Learning is a fundamental process for all animals, enabling them to adapt to their environments by exploiting past experiences to acquire, process, and retain new information. It is also central to translational preclinical research, particularly in the study of neurodevelopmental conditions like autism spectrum disorder (ASD), which are characterized by marked differences in learning processes, and in the development of therapeutic approaches for both ASD and other mental health conditions. However, it remains unclear whether mice, which are often the species of choice for translational research, rely on the same cognitive processes as humans—and to the same degree—when solving simple instrumental learning and decision-making tasks. Additionally, it is uncertain whether adolescent mice with mutations in high-confidence autism risk genes are at an advantage or disadvantage when learning stimulus-action contingencies under various reward schedules. In this dissertation, I exploit a task dependent on the dorsal striatum, an odor-based 2 alternative forced choice (2AFC) task, to investigate instrumental learning in both wild-type (WT) mice and mice with mutations in Tsc2 or Shank3B, alongside sophisticated reinforcement learning (RL) models that offer insights into their latent learning processes.

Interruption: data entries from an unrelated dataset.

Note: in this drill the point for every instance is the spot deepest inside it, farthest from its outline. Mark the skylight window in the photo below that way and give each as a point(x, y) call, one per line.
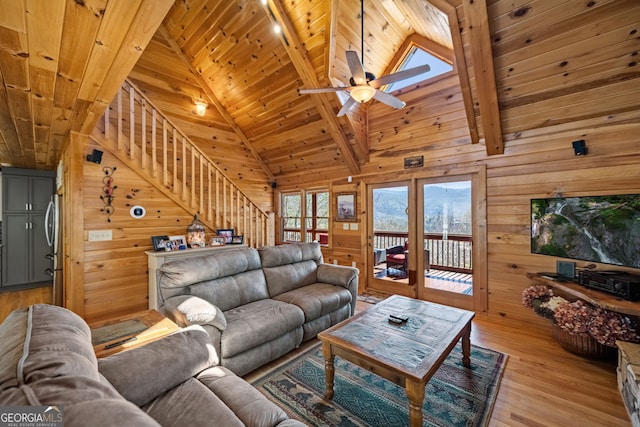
point(415, 58)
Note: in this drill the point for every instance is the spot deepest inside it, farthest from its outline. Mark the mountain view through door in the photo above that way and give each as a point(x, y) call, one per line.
point(445, 231)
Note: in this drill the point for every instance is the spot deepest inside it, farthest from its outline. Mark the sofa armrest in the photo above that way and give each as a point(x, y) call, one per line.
point(340, 275)
point(143, 373)
point(188, 310)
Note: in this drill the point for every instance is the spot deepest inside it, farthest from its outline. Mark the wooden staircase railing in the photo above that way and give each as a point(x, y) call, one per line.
point(139, 135)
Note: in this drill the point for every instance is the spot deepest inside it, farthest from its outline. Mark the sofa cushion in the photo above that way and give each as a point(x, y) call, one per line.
point(317, 299)
point(57, 366)
point(253, 324)
point(134, 373)
point(12, 337)
point(290, 266)
point(190, 310)
point(191, 404)
point(176, 277)
point(246, 402)
point(232, 291)
point(273, 256)
point(57, 343)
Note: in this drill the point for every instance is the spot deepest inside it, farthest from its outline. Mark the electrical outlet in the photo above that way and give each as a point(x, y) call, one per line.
point(100, 235)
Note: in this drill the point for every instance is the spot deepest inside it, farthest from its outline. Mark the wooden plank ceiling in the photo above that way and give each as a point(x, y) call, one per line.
point(225, 52)
point(62, 60)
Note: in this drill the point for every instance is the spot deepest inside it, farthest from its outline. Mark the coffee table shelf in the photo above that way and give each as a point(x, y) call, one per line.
point(407, 354)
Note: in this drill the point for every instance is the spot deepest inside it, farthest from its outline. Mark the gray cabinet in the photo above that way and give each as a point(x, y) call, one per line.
point(26, 255)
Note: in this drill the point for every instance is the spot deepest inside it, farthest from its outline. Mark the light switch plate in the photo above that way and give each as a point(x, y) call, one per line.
point(100, 235)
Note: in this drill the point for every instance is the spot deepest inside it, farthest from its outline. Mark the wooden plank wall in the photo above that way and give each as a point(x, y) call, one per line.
point(114, 273)
point(542, 112)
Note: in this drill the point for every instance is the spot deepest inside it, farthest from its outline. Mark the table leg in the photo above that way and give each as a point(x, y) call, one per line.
point(466, 346)
point(329, 370)
point(415, 394)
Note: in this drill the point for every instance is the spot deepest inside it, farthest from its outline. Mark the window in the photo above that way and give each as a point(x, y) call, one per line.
point(416, 57)
point(291, 217)
point(415, 51)
point(317, 220)
point(313, 215)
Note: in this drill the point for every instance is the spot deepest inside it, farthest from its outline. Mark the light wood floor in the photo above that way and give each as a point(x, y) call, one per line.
point(543, 385)
point(9, 301)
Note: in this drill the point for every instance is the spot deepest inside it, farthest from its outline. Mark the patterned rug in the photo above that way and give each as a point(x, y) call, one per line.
point(455, 396)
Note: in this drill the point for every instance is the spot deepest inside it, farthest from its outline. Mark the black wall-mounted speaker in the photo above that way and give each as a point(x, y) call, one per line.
point(580, 148)
point(95, 156)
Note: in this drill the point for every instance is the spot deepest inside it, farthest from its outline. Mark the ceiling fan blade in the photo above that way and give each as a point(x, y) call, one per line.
point(388, 99)
point(400, 75)
point(355, 66)
point(322, 90)
point(346, 107)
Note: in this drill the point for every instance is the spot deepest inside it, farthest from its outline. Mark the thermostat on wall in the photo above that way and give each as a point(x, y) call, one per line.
point(137, 212)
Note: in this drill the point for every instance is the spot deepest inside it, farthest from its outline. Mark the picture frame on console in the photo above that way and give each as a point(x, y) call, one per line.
point(159, 242)
point(217, 241)
point(346, 207)
point(176, 243)
point(227, 234)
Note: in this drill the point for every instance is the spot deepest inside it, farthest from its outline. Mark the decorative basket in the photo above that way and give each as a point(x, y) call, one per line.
point(581, 344)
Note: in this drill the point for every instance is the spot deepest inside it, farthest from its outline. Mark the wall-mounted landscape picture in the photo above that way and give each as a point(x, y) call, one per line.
point(602, 229)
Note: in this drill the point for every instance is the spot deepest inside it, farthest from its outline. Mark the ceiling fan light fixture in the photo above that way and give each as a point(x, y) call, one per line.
point(363, 93)
point(201, 107)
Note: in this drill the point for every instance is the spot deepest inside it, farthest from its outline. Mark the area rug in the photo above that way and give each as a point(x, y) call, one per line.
point(455, 396)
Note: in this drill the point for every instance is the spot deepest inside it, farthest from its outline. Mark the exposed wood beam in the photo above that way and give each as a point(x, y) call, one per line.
point(302, 64)
point(98, 88)
point(162, 30)
point(475, 12)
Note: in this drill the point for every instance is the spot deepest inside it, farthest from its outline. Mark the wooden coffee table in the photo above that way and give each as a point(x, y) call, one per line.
point(407, 354)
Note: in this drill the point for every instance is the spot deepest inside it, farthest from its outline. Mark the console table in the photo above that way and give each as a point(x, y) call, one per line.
point(592, 296)
point(156, 259)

In Chapter 1, I review the critical role of the striatum in learning, detailing the involvement of its anatomical subregions, striatal inputs, and the direct and indirect pathways in supporting and influencing various types and stages of learning. I also introduce reinforcement learning (RL) models, highlighting their relevance to striatal neuromodulation and underlying circuitry, and explain how these models can be adapted to isolate and detect latent neural processes involved in learning. I next provide insight into how various contexts, such as age or reinforcement schedule, can shift learning outcomes. Finally, I introduce two high-confidence autism risk genes, TSC2 and SHANK3 that have both been linked to corticostriatal hyperexcitability.
In Chapter 2, I investigate how mice learn stimulus-action contingencies using logistic regression and RL models in a developmental sample of WT mice aged P30 to P90. In this version of the odor-based 2AFC task, mice were presented with sets of either 2 or 4 novel odors in each session. Based on studies in human participants using similar tasks and models, we hypothesized that mice would rely on working memory (WM) for smaller set sizes (set size = 2) and transition to an RL-like process as set sizes increased (set size = 4). However, my findings revealed that mice employ stimulus-insensitive, one-back strategies as well as incremental RL to solve the task. Contrary to a developmental study in humans, both adolescent and adult mice demonstrated comparable performance, with no significant changes in the alpha learning rate or the inverse temperature parameter, beta, across development. Instead, male mice showed a steady increase in reliance on a one-back, stimulus-insensitive, win-stay strategy as they matured. I argue that this data, in contrast to previous reports, indicates that mice do not rely on WM processes to solve an instrumental learning task.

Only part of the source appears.